DeKalb County Schools investigating possible lead paint issue at Laurel Ridge ElementaryA contractor pressure washed Laurel Ridge Elementary, spreading white paint chips on the ground which may have made their way into Burnt Fork Creek. A neighbor tested the paint underneath the new coat of paint at the school and found the old paint had lead contamination. The School District says their independent tests of paint on the front canopy were negative, but they found lead paint in the school's front window seals. Photo provided by Carol Hayes, a DeKalb County resident who lives near the school.
This story has been updated.
Greater Decatur, GA – DeKalb County Schools is investigating possible lead paint contamination at Laurel Ridge Elementary School.
The school system says a “community member” used a retail lead paint test kit and the test showed the presence of lead contamination.
“[DeKalb County Schools] responded quickly to this concern and was on-site first thing this morning [Feb. 18] to collect samples to have the paint tested by an independent lab,” a spokesperson for the district said. “[The school district] is taking this matter seriously and will ensure that the concerns are addressed appropriately.”
According to the U.S. Department of Housing and Urban Development, lead contamination can cause a variety of health problems and children are particularly vulnerable.
“Lead may also cause behavioral problems, learning disabilities, seizures and in extreme cases, death,” the HUD website says.
Carol Hayes, who lives near the school, said Daniel Ballard, a neighbor who has children in Laurel Ridge, became concerned when he saw a contractor pressure washing the concrete pillars at the school before repainting them. His concern was that the paint chips were going into Burnt Fork Creek, so he contacted Hayes.

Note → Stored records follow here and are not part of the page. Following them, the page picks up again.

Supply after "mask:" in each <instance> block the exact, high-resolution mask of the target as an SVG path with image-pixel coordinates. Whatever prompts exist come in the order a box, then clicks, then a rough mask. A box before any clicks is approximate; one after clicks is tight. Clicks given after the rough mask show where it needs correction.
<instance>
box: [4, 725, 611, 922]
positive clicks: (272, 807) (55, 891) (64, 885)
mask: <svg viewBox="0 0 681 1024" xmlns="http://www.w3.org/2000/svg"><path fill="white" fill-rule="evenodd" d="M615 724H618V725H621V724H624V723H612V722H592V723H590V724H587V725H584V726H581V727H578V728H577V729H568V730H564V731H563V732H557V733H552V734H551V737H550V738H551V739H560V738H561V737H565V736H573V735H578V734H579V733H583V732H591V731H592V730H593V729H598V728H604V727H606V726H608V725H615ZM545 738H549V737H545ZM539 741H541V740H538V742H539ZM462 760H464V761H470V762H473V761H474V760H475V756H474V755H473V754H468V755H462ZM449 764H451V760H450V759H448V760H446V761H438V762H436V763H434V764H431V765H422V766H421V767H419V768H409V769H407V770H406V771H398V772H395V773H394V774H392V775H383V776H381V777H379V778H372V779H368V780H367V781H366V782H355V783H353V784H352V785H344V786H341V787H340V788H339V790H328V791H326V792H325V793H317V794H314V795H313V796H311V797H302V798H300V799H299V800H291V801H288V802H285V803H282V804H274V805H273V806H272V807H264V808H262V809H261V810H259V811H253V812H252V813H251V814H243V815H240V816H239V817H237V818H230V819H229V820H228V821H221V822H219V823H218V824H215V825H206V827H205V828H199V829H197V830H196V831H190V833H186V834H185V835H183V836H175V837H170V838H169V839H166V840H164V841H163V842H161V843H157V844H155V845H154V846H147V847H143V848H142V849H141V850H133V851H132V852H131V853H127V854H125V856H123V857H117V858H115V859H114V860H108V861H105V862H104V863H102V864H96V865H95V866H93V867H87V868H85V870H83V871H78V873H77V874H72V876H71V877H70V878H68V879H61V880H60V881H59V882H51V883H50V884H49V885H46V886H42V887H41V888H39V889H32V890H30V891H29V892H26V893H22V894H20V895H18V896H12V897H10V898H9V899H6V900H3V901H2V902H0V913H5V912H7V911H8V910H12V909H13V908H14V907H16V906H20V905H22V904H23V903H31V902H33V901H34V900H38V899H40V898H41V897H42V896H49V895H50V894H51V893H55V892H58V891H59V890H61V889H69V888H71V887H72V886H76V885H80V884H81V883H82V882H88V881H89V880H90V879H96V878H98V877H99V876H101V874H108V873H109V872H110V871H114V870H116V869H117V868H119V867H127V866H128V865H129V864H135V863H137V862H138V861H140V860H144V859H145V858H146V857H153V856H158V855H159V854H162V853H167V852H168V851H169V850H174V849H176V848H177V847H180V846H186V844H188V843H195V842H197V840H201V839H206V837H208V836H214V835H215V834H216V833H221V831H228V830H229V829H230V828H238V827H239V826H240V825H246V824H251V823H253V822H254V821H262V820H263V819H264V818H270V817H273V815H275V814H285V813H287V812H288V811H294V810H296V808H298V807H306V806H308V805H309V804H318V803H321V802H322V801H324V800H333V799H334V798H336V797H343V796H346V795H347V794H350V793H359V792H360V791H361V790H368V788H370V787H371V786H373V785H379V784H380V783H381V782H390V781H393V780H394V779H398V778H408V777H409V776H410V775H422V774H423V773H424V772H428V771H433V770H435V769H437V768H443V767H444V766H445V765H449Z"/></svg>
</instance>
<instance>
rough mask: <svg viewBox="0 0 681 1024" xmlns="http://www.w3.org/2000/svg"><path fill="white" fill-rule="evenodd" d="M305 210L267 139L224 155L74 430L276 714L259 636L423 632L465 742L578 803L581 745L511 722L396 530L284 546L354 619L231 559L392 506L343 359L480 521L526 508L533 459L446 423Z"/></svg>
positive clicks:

Hayes is also chair of the Watershed Alliance for Burnt Fork Creek.
“The first thought was the paint was going down the storm drain and into Burnt Fork Creek,” Hayes said.
Then another neighbor, who also happens to be an expert in lead remediation, became involved and raised the question of whether the paint contained lead because of the building’s age.
So she and her neighbor scraped some of the paint off and tested it. The test result showed the presence of lead contamination.
“The good news is the tests on the doors themselves where kids come and go were not positive,” she said. “All windows tested positive and quite a few of the areas they had pressure washed.”
She said the school district has covered a nearby storm drain with a mesh cover, but she said it is leaking.
Until the situation is resolved, children and families are advised to avoid the main entrance of the school and the pickup and dropoff area has been relocated.
Hayes said she was surprised the contractor didn’t test for lead paint before pressure washing the school because of the age of the school.
“Lead is one of those things that never goes away,” Hayes said. “Little tiny specs of airborne dust settle into the soil and they’re there forever.”
Ballard is a professional landscaper who also serves on the Laurel Ridge PTA’s building and grounds committee. He works with the school’s 4H club and they’re currently studying clean water and stream pollution. So the subject was top of mind when he noticed the paint chips. He said he loves the school and is happy that the district is improving the building. The contractors hired by the district also did a good job removing some “unsafe trees,” he said.
But the lead paint issue concerns him.
“If they had done preliminary samples and testing, there would be no reason to need to run to the school to do the testing they referred to in their statement,” he said. “It concerns me that they’re not saying that they made a mistake by not doing preliminary testing. The responsibility falls to both the district and the painting contractor on that.”